Jamaican women are the richest resource that this land has, they never give up; it's an indomitable feature in the life of this nation and it is a resource that you cannot measure or test. Having schools that perpetuate poverty is not giving youngsters a chance for social mobility. If you go to school ignorant and come out ignorant, you are spending the rest of your life in ignorance.
West Kingston is the oldest urban community in Jamaica, formulated when Kingston was settled. The western side where the poor live; what is upsetting is that these are the people who have put a Jamaica on the map with the music that has come out of the communities in the western section of the city. Not West Kingston alone - Trench Town, Jones Town etc. This music put Jamaica on the map yet they are the discarded ones. My purpose has been to give them the best so that they don't feel neglected and their children can grow up and not have to migrate.

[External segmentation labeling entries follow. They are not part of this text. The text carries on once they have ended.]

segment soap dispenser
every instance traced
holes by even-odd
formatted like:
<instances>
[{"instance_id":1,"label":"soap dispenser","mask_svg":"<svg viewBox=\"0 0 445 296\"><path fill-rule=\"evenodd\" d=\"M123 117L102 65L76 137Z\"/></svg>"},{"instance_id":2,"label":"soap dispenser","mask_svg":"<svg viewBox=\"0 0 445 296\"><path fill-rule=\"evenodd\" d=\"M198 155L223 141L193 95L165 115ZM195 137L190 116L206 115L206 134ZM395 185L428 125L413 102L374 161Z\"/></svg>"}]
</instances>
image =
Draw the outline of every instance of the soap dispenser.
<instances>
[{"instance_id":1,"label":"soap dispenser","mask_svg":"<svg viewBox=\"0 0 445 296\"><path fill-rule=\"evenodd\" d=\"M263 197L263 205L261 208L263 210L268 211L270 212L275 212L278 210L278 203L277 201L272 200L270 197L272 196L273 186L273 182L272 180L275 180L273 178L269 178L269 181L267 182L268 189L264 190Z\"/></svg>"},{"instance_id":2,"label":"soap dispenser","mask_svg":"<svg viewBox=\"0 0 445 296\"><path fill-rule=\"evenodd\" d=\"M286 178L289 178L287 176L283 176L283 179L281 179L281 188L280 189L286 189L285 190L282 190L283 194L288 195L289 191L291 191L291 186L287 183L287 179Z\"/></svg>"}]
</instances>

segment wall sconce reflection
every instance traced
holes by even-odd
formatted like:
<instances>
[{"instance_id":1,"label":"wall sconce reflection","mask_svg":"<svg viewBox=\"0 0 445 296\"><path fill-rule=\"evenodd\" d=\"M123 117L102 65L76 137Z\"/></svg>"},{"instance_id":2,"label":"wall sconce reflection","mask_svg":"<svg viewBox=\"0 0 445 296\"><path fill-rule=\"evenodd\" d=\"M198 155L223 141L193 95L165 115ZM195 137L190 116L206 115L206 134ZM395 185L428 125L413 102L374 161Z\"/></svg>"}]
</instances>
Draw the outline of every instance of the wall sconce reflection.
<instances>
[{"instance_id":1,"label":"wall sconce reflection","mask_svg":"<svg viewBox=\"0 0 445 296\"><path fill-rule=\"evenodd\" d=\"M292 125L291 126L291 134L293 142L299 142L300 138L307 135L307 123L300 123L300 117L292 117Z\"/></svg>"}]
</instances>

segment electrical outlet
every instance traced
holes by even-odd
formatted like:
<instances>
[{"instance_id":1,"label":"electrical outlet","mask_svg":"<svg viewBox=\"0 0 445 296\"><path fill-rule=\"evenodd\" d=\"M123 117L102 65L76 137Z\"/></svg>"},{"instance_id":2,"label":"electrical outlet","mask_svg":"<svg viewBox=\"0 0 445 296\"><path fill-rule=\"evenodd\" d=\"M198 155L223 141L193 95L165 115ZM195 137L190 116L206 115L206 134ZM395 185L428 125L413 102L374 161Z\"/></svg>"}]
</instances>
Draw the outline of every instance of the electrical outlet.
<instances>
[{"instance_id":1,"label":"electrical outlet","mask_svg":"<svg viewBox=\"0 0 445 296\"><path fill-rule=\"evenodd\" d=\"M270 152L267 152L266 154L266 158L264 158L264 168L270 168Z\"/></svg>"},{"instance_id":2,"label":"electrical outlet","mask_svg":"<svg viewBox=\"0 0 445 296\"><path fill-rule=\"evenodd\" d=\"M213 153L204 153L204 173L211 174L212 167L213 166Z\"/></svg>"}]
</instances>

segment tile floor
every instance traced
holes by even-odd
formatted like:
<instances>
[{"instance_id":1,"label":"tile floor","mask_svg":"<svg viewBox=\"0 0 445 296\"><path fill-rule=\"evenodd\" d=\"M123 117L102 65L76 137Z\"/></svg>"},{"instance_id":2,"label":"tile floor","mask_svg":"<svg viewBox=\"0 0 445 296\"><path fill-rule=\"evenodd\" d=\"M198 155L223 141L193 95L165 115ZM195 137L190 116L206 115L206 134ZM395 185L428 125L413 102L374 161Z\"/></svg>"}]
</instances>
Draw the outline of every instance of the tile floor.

For a time that worked and then came political divisions. Out of that have come a number of setbacks which have stopped the process of development. We have to find a way to settle these problems in a manner that will be sustainable. I'm never one to have a problem without trying find a solution.
I am deeply indebted to the rich experience that I have in Parliament and the relationships with colleagues on both sides. Yes we have had differences and fights but together we are part of one Parliament. I am deeply appreciative of my team on this side that has supported and I in turn have given them my support. They are a wonderful bunch and I value their support, advice and the work they do. I will continue to be there for them and for the future.